Warum die Doppelbelastung beim SV Mattersburg auf Sicht ein Ende haben muss:

Mattersburg: Robert Almers 80-Stunden-Woche Foto: © GEPA

Das Wort Doppelbelastung kann im Fußball auch einen anderen Kontext haben als alternierende Auftritte in Liga und Europacup.

Robert Almer beispielsweise übt beim SV Mattersburg zwei Jobs auf einmal aus - jenen des Sportdirektors und jenen des Tormann-Trainers. Dass ein Job unter dem anderen leidet, lässt sich nicht verleugnen.

"Wenn man es mit einer gewissen Professionalität machen will, ist es einfach schwierig", gesteht der langjährige ÖFB-Team-Torhüter im Gespräch mit LAOLA1.

Ganz zu schweigen von der persönlichen Belastung für den Familienvater. "Es sind schon so 70 bis 80 Stunden in der Woche.
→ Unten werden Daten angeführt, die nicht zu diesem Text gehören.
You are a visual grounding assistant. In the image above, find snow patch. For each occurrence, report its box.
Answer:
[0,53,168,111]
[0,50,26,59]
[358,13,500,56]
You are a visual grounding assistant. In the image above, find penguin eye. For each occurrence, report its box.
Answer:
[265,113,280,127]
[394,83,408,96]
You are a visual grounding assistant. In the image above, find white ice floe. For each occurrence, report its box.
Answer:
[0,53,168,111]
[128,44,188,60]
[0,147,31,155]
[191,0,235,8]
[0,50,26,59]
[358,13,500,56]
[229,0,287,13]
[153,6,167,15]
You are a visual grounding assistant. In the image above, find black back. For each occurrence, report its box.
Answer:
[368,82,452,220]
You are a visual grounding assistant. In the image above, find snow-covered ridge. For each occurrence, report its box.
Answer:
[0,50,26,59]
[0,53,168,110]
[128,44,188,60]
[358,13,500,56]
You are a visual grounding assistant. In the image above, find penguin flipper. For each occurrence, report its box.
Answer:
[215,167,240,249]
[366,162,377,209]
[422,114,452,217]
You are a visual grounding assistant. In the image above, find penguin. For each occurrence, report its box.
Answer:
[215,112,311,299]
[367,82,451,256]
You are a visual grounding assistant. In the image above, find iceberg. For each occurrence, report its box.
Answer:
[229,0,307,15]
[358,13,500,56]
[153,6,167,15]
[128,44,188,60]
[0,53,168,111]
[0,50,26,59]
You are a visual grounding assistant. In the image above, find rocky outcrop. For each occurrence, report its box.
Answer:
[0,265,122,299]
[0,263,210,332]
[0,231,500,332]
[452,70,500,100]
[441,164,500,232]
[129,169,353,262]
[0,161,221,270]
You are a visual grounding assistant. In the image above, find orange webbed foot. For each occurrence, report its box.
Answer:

Ich gehe morgens aus dem Haus und komme abends wieder heim, das allerdings sieben Tage die Woche."

Warum das Tormann-Training leidet

Mehr als die persönlichen Strapazen stört Almer jedoch die inhaltliche Komponente - die Begründung ist simpel:

"Es ist schwierig, weil das Torwart-Training darunter leidet, oder zumindest die Professionalität, die ich mir darunter vorstelle. Viele haben vielleicht noch folgenden Blick: Der Tormann-Trainer geht raus auf den Platz, schießt ein paar Mal aufs Tor und dann geht er wieder heim. Das ist heutzutage nicht mehr so. Du hast Video-Analysen, bereitest das Training vor, willst in allen Bereichen trainieren, solltest die Trainingssteuerung nicht außer Acht lassen und mit den Torhütern Video-Analysen machen. Außerdem solltest du dich weiterbilden und schauen: Was sind im Moment die Trends? Welche Trainingsmethoden sind international gerade gefragt? Es gibt viele Dinge, die man berücksichtigen muss."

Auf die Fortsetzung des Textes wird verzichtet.